Suppose I use MT19937 to choose random words out of (say) the Diceware word list. I know MT19937 is not considered a cryptographically secure PRNG, but Wikipedia suggests the weakness is rather uninteresting for this purpose:
The algorithm in its native form is not cryptographically secure. The reason is that observing a sufficient number of iterations (624 in the case of MT19937, since this is the size of the state vector from which future iterations are produced) allows one to predict all future iterations.
Since it seems rather unlikely that I would need anything like that many iterations to generate a strong passphrase, I don't see how an attacker could exploit this weakness, assuming my password is securely hashed and salted to industry standards (e.g. PBKDF2 with 10k+ rounds and a unique salt per account). It looks as if this is only considered a weakness because it makes MT19937 unsuitable for use in long-running cryptographic protocols and other situations where an attacker could plausibly observe a lot of iterations.

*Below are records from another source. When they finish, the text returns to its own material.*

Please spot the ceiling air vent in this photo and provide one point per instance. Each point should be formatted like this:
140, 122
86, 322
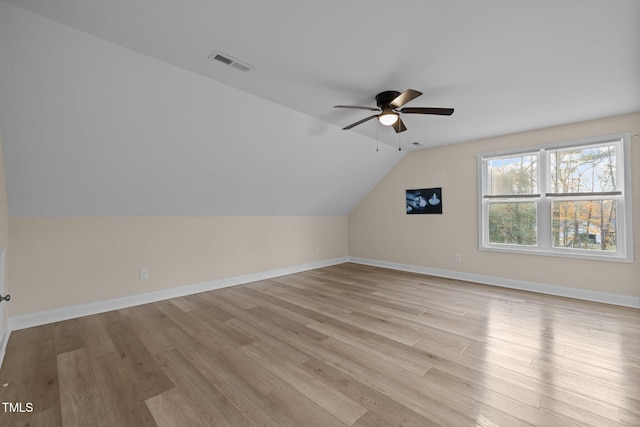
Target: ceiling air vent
230, 60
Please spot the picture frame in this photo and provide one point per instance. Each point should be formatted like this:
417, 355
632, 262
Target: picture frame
424, 201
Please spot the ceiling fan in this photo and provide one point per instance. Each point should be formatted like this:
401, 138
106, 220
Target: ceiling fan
389, 103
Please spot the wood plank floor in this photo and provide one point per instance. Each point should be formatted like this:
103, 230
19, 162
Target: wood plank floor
348, 345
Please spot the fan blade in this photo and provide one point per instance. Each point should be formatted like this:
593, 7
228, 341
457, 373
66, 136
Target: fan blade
359, 122
357, 107
399, 126
428, 110
405, 97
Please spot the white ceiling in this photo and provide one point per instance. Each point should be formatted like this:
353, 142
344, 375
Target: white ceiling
505, 66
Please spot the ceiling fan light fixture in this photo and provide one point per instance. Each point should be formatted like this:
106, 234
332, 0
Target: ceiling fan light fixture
387, 118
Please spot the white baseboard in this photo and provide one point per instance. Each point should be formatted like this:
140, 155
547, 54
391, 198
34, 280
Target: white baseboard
65, 313
563, 291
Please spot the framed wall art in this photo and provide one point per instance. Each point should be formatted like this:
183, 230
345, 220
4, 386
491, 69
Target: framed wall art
424, 201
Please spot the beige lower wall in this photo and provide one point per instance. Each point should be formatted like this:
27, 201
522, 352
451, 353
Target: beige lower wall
61, 262
380, 229
4, 241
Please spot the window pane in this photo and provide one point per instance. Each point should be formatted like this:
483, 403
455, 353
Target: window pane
513, 223
513, 175
583, 169
585, 224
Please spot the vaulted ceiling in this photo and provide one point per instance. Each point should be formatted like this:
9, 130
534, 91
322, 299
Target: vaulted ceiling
114, 108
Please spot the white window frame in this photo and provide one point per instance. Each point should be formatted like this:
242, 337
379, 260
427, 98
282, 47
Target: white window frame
543, 199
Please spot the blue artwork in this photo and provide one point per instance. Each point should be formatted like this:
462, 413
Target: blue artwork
424, 201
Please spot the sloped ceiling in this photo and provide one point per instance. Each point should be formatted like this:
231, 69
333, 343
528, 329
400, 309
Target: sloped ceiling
120, 112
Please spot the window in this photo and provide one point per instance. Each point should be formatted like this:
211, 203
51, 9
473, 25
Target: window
571, 199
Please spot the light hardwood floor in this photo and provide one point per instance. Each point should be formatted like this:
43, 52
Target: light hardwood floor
345, 345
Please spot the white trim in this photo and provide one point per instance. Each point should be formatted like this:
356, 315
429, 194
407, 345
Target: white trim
65, 313
543, 288
3, 347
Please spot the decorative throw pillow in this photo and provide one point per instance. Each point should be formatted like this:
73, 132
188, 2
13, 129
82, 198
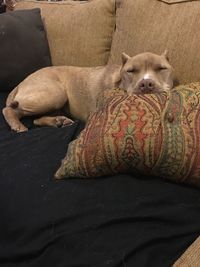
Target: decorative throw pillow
151, 134
23, 46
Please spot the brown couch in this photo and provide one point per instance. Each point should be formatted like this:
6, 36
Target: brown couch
97, 32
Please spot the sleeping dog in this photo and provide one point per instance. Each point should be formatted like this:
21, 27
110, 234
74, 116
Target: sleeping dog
51, 89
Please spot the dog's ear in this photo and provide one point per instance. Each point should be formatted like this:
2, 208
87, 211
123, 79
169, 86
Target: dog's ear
165, 54
125, 57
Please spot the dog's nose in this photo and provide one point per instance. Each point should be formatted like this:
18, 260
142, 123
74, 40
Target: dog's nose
146, 85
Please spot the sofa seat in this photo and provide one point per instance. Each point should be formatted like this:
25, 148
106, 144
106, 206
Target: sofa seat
113, 221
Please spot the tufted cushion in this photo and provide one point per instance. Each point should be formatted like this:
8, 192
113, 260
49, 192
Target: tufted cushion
79, 33
153, 25
23, 46
153, 134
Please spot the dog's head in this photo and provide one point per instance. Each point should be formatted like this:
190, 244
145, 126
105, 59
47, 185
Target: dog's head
146, 73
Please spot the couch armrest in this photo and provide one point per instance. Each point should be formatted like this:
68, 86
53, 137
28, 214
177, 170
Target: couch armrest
191, 257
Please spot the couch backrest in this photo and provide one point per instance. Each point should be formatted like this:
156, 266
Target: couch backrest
79, 33
152, 25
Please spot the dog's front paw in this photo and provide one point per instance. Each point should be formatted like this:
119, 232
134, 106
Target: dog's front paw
62, 121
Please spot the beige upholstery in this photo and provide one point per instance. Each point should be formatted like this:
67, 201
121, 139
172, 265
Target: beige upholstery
152, 25
191, 257
79, 33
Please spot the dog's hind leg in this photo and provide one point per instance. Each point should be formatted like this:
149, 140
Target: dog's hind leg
56, 121
12, 117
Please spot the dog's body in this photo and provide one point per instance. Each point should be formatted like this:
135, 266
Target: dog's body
51, 88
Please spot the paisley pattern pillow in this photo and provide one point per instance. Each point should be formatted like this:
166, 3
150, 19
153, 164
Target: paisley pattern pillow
151, 134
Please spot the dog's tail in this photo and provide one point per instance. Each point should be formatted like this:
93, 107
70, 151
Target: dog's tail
14, 104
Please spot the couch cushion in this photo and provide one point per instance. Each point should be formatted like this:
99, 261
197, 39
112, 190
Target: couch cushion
152, 134
151, 25
23, 46
79, 33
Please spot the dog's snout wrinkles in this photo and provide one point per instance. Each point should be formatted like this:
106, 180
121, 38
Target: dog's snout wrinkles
146, 85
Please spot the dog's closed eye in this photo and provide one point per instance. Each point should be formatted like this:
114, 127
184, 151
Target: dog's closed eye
160, 67
133, 70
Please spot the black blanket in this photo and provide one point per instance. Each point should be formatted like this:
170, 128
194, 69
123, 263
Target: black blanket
114, 221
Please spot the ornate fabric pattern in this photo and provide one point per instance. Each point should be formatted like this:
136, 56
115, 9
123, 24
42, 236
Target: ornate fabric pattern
152, 134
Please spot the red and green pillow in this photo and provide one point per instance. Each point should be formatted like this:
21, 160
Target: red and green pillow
151, 134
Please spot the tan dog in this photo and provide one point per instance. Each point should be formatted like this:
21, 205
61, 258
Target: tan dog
50, 89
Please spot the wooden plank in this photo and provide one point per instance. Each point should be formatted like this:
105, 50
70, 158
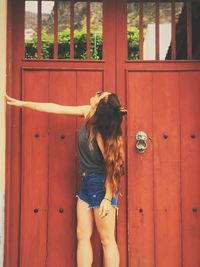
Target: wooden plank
190, 167
173, 19
109, 22
34, 184
62, 173
189, 28
71, 29
88, 29
141, 28
120, 87
157, 30
39, 30
87, 84
55, 9
166, 147
140, 172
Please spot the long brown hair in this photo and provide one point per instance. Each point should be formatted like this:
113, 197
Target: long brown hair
107, 121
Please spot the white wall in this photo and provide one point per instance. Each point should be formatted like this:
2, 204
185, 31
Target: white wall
3, 17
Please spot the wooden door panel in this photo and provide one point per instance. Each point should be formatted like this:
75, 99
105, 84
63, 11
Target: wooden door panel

Since MT19937 has a much longer period than the number of possible passphrases, intuitively it sounds like it ought to be safe for this kind of usage. But I don't like to rely on intuition.
My naive estimate of the passphrase's entropy is log2(N!/(N - r)!) for N = the number of words in the dictionary and r = the number of words in the passphrase (we're sampling without replacement; if sampling with replacement the numbers go up a bit, but not by much, and I don't want a passphrase with repeated words anyway). This is simultaneously large enough to be impractical to attack, and substantially smaller than 19937 bits for reasonable values of N and r (e.g. N=2^12 and r=5), so it looks safe. But I didn't account for MT19937's use because I don't know how to do that.
Are there any known or reasonably likely attacks on passphrases generated, salted, and hashed in this fashion? In particular, does knowledge of the PRNG used allow us to significantly reduce the entropy?